Im kürzesten Text nennt Ibn Dāwūd Plato als Autor:
- Es wird erzählt, dass Plato gesagt habe: „Ich weiß nicht, was Liebe ist, aber ich weiß, dass sie ein göttlicher Wahnsinn ist, der weder zu loben noch zu tadeln ist.“ 1
Im zweiten Text nennt er den griechischen Philosophen nicht, aber wir müssen unweigerlich an dessen halbierte Menschen und ihre Sehnsucht nach ihrem ursprünglichen Gegenstück denken:2
- Ein Philosoph behauptet, dass Gott jede Seele rund schuf, in der Gestalt einer Kugel, und sie dann in zwei Hälften auseinanderschnitt und jede Hälfte in einen Leib getan hat. [Wenn nun] ein Leib dem Leib begegnet, in dem sich die Hälfte befindet, die von der Hälfte, die er selbst bei sich hat, abgeschnitten war, so entsteht zwischen ihnen leidenschaftliche Liebe, auf Grund ihres früheren Zusammenpassens. Die Anziehungskraft ist bei Menschen stärker oder schwächer, je nach der Subtilität ihrer Natur.3
Bekannt ist die Kritik des Ibn Hazm al-Andalusī (994–1064) an der Theorie der halben Kugeln:
- Über das Wesen der Liebe gibt es verschiedene Theorien, die von ihren Verfechtern ausführlich dargestellt worden sind.
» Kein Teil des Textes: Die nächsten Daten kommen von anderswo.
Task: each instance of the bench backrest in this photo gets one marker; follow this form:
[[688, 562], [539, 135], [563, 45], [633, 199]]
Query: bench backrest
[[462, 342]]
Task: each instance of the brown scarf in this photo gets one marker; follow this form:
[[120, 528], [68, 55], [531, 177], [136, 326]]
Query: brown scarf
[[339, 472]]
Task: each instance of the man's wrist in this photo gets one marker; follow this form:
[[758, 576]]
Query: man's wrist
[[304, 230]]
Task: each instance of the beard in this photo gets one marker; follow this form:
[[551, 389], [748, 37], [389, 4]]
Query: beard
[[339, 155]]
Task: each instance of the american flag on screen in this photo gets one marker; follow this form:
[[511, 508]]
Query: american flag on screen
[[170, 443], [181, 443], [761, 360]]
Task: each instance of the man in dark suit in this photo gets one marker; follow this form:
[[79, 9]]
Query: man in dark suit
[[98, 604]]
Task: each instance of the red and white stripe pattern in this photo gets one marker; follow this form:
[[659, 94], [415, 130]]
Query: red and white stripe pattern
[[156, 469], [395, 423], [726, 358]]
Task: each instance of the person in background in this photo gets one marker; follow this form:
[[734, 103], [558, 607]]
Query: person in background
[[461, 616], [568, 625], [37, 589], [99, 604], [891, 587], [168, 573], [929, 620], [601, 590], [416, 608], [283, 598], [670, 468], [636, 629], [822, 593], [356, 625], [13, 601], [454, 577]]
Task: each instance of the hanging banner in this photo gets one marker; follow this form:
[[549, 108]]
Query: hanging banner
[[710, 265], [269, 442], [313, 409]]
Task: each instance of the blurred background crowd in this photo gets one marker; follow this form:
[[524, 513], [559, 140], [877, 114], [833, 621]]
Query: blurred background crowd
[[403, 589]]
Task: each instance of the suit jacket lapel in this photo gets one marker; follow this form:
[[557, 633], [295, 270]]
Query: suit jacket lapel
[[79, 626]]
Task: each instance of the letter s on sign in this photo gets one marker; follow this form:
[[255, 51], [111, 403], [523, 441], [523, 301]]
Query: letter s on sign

Meine eigene Auffassung ist, daß die Liebe eine Vereinigung von den in dieser Schöpfung getrennten Seelenteilen in ihrem höheren Ursprungselement ist, u.z. nicht so, daß die Seelen in Teile zerlegte Kugeln sind, die Meinung einiger Philosophen, wie sie Muhammad ibn Dawud wiedergibt, sondern in der Weise, daß die beiderseitigen bewegenden Kräfte in der Heimstatt ihrer höheren Welt gleichartig und nach ihrer Bildungsart verwandt sind.4
Aber auch das Kitāb az-Zahra selbst hat in einer der drei Handschriften einen kritischen Kommentar dazu, den Ibn Hazm offensichtlich nicht kannte. Es ist unklar, ob dieser vom Verfasser oder von einem Abschreiber stammt:
- Gegen ihn ist einzuwenden: Wenn wir jemanden finden, der eine andere Person leidenschaftlich liebt, und der Liebhaber stirbt dann vor Liebe, aber die andere Person stirbt vor Hass dem Liebhaber gegenüber, wie war seine Hälfte dann abgeschnitten?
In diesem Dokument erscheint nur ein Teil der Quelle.